The Institute says barriers to male recruitment include: l Lack of relevant information and careers advice about working in early years education.

  • Too few vocational training courses marketed at men and designed with men in mind.
  • A failure among employers to proactively recruit men and ensure workplaces are welcoming to them.
  • Negative attitudes and stereotyping about men in childcare.
  • Low pay, which is also a concern for female recruits.

“Everyone assumes that men don’t go into childcare because of low pay,” says Burgess. “It is a low pay area, but there is career progression, and one of the reasons it’s stayed low paid is that it’s a very satisfying job.”

Career progression, she says, includes advocacy work with children, nursery management, local authority roles in childcare funding an children’s charity work.

Burgess says: “Once you have a qualification in childcare, you have a recognised skill that can be used in many related areas – aside from the fact that people who learn to work with children are likely to become better parents.”

She says male childcarers have told her that, as well as opening up a lot of careers, they felt they were really noticed at work, with one saying, “You’re a hero every day”.

“What he meant is that the children love you,” explains Burgess. “Because men in childcare are unusual, every child who sees a male worker hangs off his hands the whole time. They stand out and they’re a hero every day.

“Male childcarers say it doesn’t feel like a job – you learn a lot, and it’s really great fun. They feel that bringing children up is a worthwhile career.”

What is crucial, she stresses, is thorough safeguarding by childcare providers to prevent child abuse of any kind.

“Safeguarding is important both for the men themselves, who are always fearful about some allegation being made against them, and for the nurseries,” says Burgess.

If childcare providers, training institutions and local authorities advertise proactively for male childcarers to train or get jobs within childcare, the results are likely to be positive both for men and the children they look after.

“When children walk into a nursery and see an entirely female workforce, they go home believing only women look after children. Such gender stereotypes help nobody. We need diversity, and without men, you have the most fundamental non-diversity.

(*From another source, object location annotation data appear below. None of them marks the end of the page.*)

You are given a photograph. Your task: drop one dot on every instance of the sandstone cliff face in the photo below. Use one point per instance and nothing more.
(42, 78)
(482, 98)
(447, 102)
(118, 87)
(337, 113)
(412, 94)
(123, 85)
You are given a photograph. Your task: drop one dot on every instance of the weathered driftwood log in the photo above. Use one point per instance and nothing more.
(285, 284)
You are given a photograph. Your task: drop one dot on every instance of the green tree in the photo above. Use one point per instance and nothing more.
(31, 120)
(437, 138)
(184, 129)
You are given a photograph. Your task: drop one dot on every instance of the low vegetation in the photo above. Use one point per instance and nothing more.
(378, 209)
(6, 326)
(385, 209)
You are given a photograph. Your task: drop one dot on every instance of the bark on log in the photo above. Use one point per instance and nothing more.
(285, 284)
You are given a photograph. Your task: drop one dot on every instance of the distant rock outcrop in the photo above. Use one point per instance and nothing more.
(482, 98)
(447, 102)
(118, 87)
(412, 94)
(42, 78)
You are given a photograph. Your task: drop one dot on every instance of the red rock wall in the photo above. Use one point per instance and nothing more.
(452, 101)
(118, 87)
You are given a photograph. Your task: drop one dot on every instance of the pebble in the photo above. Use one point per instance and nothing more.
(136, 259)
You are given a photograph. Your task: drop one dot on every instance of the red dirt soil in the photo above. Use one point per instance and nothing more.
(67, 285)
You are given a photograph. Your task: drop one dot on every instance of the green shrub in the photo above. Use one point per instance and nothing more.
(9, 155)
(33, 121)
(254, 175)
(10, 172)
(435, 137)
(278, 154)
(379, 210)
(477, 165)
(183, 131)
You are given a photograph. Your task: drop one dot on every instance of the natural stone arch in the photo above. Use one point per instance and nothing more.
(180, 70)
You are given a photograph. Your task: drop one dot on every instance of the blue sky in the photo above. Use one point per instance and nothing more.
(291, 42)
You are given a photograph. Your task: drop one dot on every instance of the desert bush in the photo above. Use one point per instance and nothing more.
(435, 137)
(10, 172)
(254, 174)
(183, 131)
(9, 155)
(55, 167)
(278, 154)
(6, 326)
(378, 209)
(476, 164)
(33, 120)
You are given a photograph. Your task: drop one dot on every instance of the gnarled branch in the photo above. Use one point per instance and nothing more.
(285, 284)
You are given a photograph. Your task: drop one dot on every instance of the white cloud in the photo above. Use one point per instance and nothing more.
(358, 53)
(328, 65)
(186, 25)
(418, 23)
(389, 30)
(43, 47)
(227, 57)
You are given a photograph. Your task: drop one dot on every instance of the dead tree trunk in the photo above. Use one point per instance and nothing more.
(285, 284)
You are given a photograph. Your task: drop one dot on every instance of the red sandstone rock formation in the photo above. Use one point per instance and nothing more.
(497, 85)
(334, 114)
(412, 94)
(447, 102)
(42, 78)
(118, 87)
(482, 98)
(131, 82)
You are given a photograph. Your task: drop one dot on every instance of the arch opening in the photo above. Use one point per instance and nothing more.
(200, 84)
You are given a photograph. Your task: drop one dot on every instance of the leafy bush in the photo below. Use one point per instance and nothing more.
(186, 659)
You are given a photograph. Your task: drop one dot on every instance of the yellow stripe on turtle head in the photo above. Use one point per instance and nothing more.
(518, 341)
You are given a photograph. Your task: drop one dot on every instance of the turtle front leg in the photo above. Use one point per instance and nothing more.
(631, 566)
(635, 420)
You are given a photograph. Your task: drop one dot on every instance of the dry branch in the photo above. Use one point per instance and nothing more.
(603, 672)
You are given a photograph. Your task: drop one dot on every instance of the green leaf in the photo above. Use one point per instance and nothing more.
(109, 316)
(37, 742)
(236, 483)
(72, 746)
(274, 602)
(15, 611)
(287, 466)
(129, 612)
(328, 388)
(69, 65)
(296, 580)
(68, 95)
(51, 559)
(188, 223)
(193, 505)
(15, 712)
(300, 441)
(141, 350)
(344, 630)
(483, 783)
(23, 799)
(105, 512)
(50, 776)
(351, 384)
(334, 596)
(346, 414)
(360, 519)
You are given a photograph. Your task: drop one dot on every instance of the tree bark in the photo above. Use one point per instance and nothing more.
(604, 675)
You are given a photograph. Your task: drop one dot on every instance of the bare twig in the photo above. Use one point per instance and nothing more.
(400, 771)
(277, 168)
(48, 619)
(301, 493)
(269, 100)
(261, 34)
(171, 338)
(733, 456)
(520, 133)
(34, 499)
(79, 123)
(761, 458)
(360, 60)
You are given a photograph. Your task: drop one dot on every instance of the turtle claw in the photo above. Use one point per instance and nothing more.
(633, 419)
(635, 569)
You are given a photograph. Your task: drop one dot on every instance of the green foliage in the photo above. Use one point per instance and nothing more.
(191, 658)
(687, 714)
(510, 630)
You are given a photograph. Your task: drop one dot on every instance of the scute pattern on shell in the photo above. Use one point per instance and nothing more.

Men have no less skills than women in looking after children – it’s not a gender thing.

“And for the nurseries themselves, I think having male staff could be a huge pull for parents if it’s properly marketed.”

Indeed, The Co-operative Childcare is aiming to increase the number of men working in its nurseries, saying that male staff have much to offer, not least as positive role models for boys, especially where their own father is absent.

Mike Abbott, general group manager at The Co-operative Childcare, says: “With men under-represented in the childcare industry, we think they should be championed.

“Gender stereotypes in childcare can hold some men back from what could be their ideal career path where they can positively influence our next generation.”